We also compared the proposed ML charts with some recently developed multivariate statistical control charts with fixed and adaptive chart parameters (designed only for detection). For the case of p = 2, the results showed that in the detection-only scenario and with the first input set, at least one of the proposed ML charts performed better than all their proposed charts in all the shift cases, even though our proposed schemes are all fixed parameters. With the second input set together with the first training method, our proposed charts performed better in most cases, and together with the second training method, they performed better in all cases. Regarding the detection–identification scenario, our proposed ML charts still performed better in more cases, even though their charts have only been designed for detection and that usually by default means better performance.
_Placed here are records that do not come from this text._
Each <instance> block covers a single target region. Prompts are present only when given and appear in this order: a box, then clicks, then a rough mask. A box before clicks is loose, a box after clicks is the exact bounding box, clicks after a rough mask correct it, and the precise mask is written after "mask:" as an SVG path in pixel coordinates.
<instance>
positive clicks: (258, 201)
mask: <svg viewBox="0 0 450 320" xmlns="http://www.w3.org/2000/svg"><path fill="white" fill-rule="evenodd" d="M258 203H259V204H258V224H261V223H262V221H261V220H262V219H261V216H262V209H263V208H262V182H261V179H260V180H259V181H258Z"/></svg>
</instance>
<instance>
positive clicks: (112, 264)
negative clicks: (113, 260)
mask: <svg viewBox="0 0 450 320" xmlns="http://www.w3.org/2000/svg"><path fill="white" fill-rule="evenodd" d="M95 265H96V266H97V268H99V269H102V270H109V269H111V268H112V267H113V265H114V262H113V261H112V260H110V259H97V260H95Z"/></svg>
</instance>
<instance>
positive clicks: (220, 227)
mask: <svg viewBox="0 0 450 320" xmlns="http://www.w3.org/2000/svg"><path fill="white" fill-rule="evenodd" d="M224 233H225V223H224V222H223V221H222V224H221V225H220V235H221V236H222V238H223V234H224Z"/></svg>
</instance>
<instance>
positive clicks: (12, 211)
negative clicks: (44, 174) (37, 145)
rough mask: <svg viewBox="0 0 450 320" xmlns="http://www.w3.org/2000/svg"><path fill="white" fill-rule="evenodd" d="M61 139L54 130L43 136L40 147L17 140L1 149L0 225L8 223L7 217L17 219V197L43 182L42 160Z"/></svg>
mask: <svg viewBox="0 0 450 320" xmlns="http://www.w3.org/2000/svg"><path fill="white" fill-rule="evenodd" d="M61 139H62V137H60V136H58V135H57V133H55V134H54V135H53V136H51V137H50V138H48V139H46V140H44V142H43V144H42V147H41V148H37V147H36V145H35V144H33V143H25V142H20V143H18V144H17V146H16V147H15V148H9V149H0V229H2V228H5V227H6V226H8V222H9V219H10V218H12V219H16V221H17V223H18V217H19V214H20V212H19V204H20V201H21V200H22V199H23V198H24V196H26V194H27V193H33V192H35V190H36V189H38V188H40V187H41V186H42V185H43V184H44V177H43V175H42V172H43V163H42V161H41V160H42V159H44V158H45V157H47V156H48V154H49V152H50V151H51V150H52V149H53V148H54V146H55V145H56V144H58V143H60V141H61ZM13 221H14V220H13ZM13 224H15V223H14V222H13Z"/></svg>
For the case of p = 3, the results showed that in the detection-only scenario, at least one of the ML charts performed better than all their proposed charts in most shift cases, and with the second training method, they performed better in all the shift cases. In the detection–identification scenario, one can say that the cases in which at least one of our proposed schemes performed better than all their charts and vice versa were almost the same. However, keep in mind that, unlike their charts, our proposed charts are also capable of identification. Lastly, an illustrative example based on a healthcare-related practical case was presented to show how the proposed schemes can be implemented in practice.
Highlighting the primary focus of this paper, our investigation centered the utilization of diverse machine-learning techniques in constructing control charts, effectively substituting traditional statistical methods. This exploration involved rigorous testing of different input sets and training methodologies to surpass the performance of statistical control charts. While our study concentrated on specific control charts, along with a limited selection of input sets and training approaches, it presents an opportunity for further exploration of a wide range of control charts, as well as diverse input sets and training methods, thus broadening the horizons of research in this field.
For future developments, one might be interested in trying different input sets, training methods, and even output sets for ML structures. Adding adaptive features to the proposed control charts would also be a major improvement. Since ML control charts have rarely been developed, developing them for many other applications and comparing them to traditional statistical control charts might also be interesting. In particular, since all the developed ML control charts are so far memory-less, developing memory-type ML control charts and comparing them to memory-type statistical control charts might also be interesting for some researchers. In addition, how to train the ML structures in the case of unknown distributions is another challenge that might be worth investigating by some other researchers.